Croatia hopes local banks will not start a confrontation over the planned conversion of Swiss franc-denominated loans because that would not help the lenders, Finance Minister Boris Lalovac told Reuters on Wednesday. Croatia adopted a law last week enforcing conversion of the Swiss franc loans, once popular during the credit boom of the 2000s, at the banks' expense. The banks have voiced discontent and readiness to seek legal remedy.
"I hope the banks will not open any confrontation with the government because thus they would jeopardise their own business as the state is the biggest and most reliable debtor," Lalovac told the Reuters Eastern Europe Investment Summit. "The fiscal risk (in case of a legal action by banks) hardly exists because the state always has instruments to compensate costs, like by introducing taxation on banks' assets which already exists in some European Union member states," Lalovac said.
He said the conversion would not jeopardise the stability of the banking system.. Croatia, which joined the European Union in 2013, has had six straight years of recession since 2008, with output shrinking about 13 percent, adding to strains on public finances. Zagreb is under scrutiny from Brussels for its high public debt of around 90 percent of gross domestic product and its budget gap.
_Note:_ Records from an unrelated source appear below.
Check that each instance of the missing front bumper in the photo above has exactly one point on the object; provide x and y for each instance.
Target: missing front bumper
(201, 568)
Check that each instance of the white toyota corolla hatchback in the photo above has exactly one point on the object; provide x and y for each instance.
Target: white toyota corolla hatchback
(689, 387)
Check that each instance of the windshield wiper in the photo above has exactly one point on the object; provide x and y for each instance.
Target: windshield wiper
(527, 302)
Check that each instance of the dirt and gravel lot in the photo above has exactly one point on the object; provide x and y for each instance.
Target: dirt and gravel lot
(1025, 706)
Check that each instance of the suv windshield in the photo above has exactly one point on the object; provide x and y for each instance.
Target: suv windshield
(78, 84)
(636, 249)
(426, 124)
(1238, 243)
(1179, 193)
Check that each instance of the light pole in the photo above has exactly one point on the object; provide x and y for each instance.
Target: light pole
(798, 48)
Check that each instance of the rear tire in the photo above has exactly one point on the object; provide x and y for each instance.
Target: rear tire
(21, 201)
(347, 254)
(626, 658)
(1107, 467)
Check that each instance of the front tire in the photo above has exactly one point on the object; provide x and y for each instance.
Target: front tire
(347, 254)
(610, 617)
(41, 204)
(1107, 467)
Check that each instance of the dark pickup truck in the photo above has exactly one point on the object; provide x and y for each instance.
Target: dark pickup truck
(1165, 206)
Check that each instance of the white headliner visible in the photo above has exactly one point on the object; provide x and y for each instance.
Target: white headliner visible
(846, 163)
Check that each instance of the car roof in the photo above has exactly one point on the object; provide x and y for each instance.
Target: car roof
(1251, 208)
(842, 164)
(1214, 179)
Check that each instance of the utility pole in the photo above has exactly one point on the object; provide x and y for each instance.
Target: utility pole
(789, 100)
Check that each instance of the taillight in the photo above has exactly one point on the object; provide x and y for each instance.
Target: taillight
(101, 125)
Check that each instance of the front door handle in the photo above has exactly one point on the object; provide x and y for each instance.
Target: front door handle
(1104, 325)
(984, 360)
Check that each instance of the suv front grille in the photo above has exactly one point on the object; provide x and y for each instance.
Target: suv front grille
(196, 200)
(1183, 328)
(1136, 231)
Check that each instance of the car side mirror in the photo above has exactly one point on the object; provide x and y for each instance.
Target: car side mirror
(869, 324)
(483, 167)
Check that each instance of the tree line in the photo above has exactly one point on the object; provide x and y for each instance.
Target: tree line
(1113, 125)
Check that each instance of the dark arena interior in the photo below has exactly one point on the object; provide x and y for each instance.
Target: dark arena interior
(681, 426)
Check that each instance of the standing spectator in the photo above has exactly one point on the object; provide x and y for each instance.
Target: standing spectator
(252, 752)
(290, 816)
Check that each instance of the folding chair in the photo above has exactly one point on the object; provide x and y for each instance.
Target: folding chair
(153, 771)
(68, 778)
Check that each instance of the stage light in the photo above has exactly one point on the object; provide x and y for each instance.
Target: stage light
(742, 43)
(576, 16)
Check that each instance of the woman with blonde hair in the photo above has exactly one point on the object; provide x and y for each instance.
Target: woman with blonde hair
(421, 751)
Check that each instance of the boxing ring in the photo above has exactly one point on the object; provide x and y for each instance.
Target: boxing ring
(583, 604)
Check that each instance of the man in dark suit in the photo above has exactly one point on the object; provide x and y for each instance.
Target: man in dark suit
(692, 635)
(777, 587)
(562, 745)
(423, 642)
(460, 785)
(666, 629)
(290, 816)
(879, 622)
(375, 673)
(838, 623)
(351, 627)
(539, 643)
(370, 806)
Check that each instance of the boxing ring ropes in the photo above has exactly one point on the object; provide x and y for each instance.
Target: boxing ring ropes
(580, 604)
However, Lalovac said he expected this year's general budget gap to fall below a targeted figure agreed with the European Commission of five percent of gross domestic product (GDP). "I think our gap will be lower by up to 4 billion kuna ($589 million) due to higher tax payments and consumer spending. We don't yet know exactly the gap generated by public companies, but the overall gap will certainly be below five percent," he said.
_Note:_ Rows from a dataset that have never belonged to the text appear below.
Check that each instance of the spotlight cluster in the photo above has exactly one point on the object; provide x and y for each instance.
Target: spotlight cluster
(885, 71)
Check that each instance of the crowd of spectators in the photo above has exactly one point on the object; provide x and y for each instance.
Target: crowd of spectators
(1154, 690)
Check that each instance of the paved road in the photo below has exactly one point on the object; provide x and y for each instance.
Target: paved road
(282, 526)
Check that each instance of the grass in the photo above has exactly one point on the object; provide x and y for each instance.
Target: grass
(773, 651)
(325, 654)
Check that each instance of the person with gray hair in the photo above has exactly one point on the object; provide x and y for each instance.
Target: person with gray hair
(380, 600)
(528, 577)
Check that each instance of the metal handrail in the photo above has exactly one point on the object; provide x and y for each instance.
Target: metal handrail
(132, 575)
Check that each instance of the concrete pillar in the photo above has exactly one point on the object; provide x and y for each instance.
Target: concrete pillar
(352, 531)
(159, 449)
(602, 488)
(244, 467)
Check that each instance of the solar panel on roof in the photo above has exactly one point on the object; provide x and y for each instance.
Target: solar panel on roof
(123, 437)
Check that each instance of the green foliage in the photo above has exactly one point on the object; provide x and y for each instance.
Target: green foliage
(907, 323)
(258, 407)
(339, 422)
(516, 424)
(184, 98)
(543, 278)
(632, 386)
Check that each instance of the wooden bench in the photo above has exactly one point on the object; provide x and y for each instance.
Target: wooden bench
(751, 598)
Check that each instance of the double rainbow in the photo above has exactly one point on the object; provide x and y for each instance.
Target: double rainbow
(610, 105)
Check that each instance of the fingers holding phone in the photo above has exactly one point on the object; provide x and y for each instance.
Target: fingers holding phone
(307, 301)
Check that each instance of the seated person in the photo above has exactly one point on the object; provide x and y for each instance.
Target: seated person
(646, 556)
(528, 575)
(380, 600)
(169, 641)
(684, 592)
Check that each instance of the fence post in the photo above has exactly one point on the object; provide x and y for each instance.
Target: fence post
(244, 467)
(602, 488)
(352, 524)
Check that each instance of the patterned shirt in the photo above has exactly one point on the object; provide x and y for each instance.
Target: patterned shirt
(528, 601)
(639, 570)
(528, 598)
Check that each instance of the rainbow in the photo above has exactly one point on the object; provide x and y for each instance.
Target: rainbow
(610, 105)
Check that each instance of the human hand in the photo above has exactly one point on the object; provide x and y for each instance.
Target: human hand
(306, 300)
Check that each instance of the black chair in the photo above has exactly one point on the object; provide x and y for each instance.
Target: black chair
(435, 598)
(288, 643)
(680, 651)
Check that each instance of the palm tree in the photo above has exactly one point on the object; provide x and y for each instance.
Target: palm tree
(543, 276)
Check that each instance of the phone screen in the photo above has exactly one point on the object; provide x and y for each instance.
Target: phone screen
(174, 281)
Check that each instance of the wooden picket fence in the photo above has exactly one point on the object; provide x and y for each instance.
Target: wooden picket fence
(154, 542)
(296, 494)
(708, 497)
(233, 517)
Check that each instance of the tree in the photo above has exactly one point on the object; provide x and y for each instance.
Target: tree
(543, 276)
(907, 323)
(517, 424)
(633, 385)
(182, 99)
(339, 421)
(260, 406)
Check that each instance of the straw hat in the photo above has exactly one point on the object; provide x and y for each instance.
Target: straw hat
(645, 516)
The centre-left government, which faces a parliamentary election this year, has raised its forecast for 2015 growth to 1.1 percent, from 0.5 percent, citing positive data from the first two quarters. Most analysts are still cautious and expect growth of up to one percent. Lalovac said his plan would be to further cut expenditures next year, most notably in the health sector and in public companies, like the indebted state highway company.
"Revenues can rise only through higher growth rates, there is no plan for new or higher taxes. We expect a primary budget surplus already next year, which should help stabilise our public debt," he said. He also said that the government had met this year's financing plans and no new borrowing was likely before next year, most likely in the second quarter.